Según la mitología griega, Parténope era una joven tan bella que despertó los celos de la diosa Afrodita, quien, como castigo, decidió convertirla en sirena. Más adelante, se enamoró perdidamente de Ulises, a quien trató de seducir con sus cánticos. Pero este, atado al poste de su barco, no acudió a los brazos de la sirena, que moriría sin conocer el amor. Sus restos fueron transportados por las corrientes marinas hasta las orillas de la Campania. Sobre estos, se edificaría un templo, y sobre el templo, la ciudad de Parténope. La belleza, la pasión y la muerte entrelazándose para dar lugar a lo que hoy conocemos como Nápoles.
La historia de esta sirena encuentra un eco en la heroína de la epopeya de Sorrentino: una joven llamada Parthenope —en honor a la ciudad que la vio nacer— que comparte con la sirena, además del nombre, la belleza que la caracteriza. Pero, en lugar de cantar a marineros, se pasea por las calles de Nápoles y por las playas de Capri, equipada siempre con unos modelos de infarto —cortesía de la marca Yves Saint Laurent, que ha contribuido a la financiación de la película—, suscitando las miradas excitadas de los hombres con los que se cruza. La belleza no es su única cualidad, pues también resulta ser inteligentísima y estudia Antropología en la universidad, tutorizada por un siempre genial Silvio Orlando, con quien entabla una relación casi paternal. Y, por si todavía fuera poco, Parténope es de lo más misteriosa.
O por lo menos, eso dicen todos los hombres que se quedan prendados de ella. La mujer que siempre tiene la respuesta adecuada, dicen. La que constantemente los sorprende con alguna frase de lo más ingeniosa o, en su defecto, con un silencio enigmático. ¿Pero es realmente misteriosa o solamente una farsa?, se pregunta uno de los hombres a quien la joven rechaza. La respuesta es que ni la una ni la otra. Sorrentino está tan ocupado admirando la belleza de Celeste Dalla Porta, la actriz protagonista, que apenas se molesta en dotar de una profundidad emocional coherente al personaje. Porque, a pesar de ser la primera película del italiano protagonizada por una mujer, el punto de vista pertenece a los hombres que la miran, al propio Sorrentino que la observa fascinado detrás de la cámara, como si de una criatura mitológica se tratara.
Para bien y para mal, Sorrentino nunca ha renunciado a sus obsesiones. En Parthenope, su mirada se recrea en imágenes de una estilización tan extrema que, por momentos, parecen sacadas de un anuncio de perfumes. También despliega su fascinación por los espacios barrocos y estrafalarios, escogidos con más o menos gracia según la ocasión. Este enfoque fetichista puede llegar a resultar cargante, especialmente cuando se traduce en un metraje innecesariamente alargado o en incoherencias en el desarrollo de los personajes. Sin embargo, hay algo estimulante en ver un cine tan absolutamente entregado a los caprichos del autor, que prioriza materializar su visión personal sin someterse a las convenciones narrativas.

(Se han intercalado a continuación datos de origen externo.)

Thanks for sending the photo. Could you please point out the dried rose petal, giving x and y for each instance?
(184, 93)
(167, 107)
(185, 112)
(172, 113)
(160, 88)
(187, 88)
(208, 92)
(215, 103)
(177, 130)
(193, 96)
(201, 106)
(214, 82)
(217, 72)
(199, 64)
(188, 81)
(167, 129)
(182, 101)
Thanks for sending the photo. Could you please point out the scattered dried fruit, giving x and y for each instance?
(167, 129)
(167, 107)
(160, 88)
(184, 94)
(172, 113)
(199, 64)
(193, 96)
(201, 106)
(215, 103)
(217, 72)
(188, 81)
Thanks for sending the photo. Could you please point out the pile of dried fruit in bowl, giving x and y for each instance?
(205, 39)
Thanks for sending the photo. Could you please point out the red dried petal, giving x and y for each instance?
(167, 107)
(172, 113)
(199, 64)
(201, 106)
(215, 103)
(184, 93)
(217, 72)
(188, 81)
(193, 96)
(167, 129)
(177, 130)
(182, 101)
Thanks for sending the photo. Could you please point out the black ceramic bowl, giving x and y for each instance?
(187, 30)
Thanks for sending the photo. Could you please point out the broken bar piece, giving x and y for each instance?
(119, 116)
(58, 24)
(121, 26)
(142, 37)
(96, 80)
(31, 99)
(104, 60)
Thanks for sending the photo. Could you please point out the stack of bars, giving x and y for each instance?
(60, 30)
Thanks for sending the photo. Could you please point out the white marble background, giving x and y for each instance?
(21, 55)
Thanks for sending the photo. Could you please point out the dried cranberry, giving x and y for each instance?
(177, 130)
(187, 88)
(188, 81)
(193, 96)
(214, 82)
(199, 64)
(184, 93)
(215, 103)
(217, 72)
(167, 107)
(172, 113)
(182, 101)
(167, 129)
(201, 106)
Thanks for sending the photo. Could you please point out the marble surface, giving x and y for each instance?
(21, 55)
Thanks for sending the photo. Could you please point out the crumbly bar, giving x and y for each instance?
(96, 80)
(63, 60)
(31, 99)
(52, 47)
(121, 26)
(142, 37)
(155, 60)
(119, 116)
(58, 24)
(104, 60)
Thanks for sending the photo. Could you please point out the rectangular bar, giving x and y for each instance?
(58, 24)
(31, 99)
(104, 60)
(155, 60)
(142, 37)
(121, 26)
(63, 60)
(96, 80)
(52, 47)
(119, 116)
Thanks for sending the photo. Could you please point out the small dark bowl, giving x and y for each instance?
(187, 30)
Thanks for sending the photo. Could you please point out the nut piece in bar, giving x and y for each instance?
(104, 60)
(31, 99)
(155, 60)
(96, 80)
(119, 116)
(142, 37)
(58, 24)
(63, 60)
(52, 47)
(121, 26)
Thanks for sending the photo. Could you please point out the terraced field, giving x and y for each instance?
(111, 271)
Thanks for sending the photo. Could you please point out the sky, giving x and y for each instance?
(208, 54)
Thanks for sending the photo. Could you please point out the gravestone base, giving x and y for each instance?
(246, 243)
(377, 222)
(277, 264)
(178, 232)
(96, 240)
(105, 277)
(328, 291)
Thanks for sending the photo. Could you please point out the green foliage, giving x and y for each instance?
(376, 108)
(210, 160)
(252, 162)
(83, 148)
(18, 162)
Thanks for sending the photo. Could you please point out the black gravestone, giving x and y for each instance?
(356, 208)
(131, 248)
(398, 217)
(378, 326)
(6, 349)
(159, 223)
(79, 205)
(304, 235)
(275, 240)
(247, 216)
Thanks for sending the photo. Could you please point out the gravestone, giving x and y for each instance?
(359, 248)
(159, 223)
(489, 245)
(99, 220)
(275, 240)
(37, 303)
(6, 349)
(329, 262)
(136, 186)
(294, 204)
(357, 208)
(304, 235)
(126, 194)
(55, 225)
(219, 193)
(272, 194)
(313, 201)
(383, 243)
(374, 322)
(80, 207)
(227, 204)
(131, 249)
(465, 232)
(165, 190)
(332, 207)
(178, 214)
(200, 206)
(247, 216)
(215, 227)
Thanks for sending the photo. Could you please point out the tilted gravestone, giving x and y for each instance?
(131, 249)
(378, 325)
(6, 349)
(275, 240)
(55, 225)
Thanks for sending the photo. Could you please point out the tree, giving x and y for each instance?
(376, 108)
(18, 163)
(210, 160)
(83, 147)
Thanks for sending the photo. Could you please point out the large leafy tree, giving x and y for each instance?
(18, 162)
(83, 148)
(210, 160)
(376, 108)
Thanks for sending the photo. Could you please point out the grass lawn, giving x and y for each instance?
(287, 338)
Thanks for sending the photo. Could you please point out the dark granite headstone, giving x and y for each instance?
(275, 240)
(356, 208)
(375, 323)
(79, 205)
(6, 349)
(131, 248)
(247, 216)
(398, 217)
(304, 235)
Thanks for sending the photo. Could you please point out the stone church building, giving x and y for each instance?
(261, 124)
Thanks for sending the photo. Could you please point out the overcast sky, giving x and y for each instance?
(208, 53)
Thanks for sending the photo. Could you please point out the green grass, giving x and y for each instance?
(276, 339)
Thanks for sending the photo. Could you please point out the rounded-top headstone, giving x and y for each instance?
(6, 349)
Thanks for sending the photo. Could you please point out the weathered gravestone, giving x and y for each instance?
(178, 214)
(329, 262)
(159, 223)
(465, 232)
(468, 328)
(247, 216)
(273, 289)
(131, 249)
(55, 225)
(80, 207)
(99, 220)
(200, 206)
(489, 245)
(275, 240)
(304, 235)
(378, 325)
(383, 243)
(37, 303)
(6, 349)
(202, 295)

Al final, lo que queda es una experiencia eminentemente sensorial. Pese a los excesos y las inconsistencias, resulta casi imposible no sucumbir a la atmósfera onírica de la película. Sus planos, de una belleza plástica innegable, destilan una melancolía tan envolvente que nos encomienda la libertad de la juventud, que nos transporta directamente a los callejones de Nápoles, al aire cálido y cargado de una noche de verano. La propia Parténope no es tanto un personaje como una encarnación de la ciudad, magnética, bella y contradictoria, que Sorrentino, como tantos otros que han huido de ella en busca de la felicidad, ama y detesta con igual intensidad.
Uno de los momentos más memorables llega cuando la protagonista abandona los barrios lujosos y los paisajes idílicos para perderse entre los estrechos callejones del quartiere spagnolo, antaño sede de la mafia en la ciudad. Allí, la vida y la miseria conviven en una mezcla cruda y vibrante que captura la esencia contradictoria de Nápoles. Como Parténope, nos encontramos absortos en cada detalle de las imágenes que desfilan por la pantalla, dejándonos fascinar por la extraña belleza que emerge de entre lo más sombrío.
Fue el mismísimo Goethe quien inmortalizó la frase: «Ver Nápoles y después morir». Esta es, precisamente, la razón de ser de Parthenope: atrapar el espíritu indómito de una ciudad presa entre la belleza y la decadencia, entre la pasión por la vida y la omnipresencia de la muerte. Imperfecta, caótica y profundamente hermosa, la película refleja, como un espejo, la esencia misma de Nápoles.